JonathanWorthington on 2008-12-05T00:22:40

Today I spent a bit of time getting some basic support for the proto keyword in place. While there is an awful lot more to do, you can now at least write a proto that we fall back to if the multis couldn't decide amongst themselves. Here are some tests that now pass.

class A { }
class B { }
class C is A is B { }
proto foo() { 1 }
multi foo(A $x) { 2 }
multi foo(B $x) { 3 }
is(foo(A.new), 2, 'dispatch on class worked');
is(foo(B.new), 3, 'dispatch on class worked');
is(foo(C.new), 1, 'ambiguous dispatch fell back to proto');
is(foo(42), 1, 'dispatch with no possible candidates fell back to proto');

In the Perl 6 prelude, we will use proto variants of builtins to map named parameters to positional parameters, since we don't do multiple dispatch on named parameters (at least, we don't in Perl 6.0.0 - we may add that in the future). So even this initial bit of support should get us something useful.

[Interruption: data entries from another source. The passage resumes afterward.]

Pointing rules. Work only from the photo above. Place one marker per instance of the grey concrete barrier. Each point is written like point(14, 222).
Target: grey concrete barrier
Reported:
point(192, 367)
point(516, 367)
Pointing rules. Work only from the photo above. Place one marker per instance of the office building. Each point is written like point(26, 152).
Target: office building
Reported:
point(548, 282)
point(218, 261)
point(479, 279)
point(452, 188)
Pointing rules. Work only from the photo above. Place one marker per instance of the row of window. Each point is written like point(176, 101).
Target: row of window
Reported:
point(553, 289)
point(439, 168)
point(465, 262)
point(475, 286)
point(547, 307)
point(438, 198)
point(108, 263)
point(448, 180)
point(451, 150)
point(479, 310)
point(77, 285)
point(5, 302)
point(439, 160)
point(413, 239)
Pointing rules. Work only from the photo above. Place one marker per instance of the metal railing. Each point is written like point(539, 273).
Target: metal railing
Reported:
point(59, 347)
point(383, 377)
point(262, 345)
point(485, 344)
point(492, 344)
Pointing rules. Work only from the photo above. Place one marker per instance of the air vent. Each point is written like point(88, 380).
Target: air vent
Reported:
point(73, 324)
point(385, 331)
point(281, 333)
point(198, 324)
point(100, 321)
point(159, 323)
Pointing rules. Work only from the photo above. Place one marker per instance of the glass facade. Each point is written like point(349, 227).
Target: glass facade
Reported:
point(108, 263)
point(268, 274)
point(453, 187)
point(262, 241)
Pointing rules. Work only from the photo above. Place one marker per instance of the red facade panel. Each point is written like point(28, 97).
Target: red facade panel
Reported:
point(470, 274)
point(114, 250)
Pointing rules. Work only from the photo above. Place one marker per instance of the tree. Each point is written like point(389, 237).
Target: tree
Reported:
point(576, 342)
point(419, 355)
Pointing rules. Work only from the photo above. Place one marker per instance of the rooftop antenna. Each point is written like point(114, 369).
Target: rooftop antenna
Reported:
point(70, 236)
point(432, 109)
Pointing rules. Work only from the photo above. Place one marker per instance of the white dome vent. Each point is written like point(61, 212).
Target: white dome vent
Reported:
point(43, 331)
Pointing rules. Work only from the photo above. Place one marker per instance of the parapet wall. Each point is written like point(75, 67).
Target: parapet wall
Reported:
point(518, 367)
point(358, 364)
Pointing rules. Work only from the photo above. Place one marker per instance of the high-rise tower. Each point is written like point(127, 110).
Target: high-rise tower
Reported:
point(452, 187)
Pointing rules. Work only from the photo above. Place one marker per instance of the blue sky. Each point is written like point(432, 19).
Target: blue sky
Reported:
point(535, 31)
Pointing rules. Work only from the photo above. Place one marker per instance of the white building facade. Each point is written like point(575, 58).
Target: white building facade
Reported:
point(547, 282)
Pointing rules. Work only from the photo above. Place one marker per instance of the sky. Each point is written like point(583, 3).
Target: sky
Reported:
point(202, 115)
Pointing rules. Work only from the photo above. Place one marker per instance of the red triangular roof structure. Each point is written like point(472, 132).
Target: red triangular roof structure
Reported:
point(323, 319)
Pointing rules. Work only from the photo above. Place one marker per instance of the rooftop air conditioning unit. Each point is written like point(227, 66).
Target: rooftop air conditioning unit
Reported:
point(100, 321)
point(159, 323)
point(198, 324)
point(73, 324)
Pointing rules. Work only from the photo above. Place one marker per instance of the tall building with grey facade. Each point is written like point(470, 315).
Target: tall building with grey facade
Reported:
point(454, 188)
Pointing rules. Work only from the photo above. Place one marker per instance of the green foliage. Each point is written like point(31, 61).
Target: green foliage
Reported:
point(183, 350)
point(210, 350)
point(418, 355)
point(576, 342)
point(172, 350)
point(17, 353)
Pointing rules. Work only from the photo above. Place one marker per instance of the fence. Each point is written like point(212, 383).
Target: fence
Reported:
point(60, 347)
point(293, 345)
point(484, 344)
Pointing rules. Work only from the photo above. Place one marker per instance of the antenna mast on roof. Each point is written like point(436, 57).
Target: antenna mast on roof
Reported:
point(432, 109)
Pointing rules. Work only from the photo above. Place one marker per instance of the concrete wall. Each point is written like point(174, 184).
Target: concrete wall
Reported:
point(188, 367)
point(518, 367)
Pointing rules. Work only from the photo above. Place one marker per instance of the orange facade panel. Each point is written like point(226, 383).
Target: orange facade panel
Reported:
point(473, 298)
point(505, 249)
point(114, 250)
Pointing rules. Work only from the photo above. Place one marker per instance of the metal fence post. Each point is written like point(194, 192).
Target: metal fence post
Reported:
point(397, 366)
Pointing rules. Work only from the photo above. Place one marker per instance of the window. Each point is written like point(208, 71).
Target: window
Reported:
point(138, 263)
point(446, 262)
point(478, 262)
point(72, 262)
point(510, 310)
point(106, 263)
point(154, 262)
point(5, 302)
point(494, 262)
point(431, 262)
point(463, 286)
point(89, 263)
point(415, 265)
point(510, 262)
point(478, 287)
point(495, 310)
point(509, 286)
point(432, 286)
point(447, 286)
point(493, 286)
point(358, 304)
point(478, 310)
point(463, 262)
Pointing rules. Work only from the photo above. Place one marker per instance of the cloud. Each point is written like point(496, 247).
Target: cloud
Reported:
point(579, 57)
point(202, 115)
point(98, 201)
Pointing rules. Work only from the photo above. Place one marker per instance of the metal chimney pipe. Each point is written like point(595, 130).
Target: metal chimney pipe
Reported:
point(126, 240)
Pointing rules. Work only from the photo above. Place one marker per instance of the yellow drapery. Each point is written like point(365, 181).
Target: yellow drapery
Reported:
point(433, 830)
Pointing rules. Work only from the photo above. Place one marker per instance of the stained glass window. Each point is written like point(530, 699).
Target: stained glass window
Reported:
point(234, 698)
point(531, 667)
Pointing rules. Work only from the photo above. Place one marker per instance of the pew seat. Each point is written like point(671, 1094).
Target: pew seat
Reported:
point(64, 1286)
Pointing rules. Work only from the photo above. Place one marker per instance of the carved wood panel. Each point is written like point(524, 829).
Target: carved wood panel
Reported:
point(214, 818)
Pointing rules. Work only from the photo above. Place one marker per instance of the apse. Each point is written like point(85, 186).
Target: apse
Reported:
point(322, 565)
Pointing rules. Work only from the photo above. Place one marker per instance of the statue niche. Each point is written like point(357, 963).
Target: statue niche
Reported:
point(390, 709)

So what more will protos be able to do in the future? Well, if you declare traits on a proto, then they should be shared out amongst all of the variants, for one. Additionally, if you declare a proto for a given name, then it forces all subs and methods of that name to be multis even if they weren't declared that way (unless they are explicitly marked only, in which case the presence of a multi and an only in the same scope will give an error). This is useful if you are bringing conflicting methods in from two roles and would like to instead have them dispatch on their long names. Note also that a proto declaration may not appear after a multi declaration within a scope, but we aren't checking that yet - it'll be an error in the future.

Thanks to Deep Text for funding this bit of hacking. And tomorrow brings this week's Rakudo Day. :-)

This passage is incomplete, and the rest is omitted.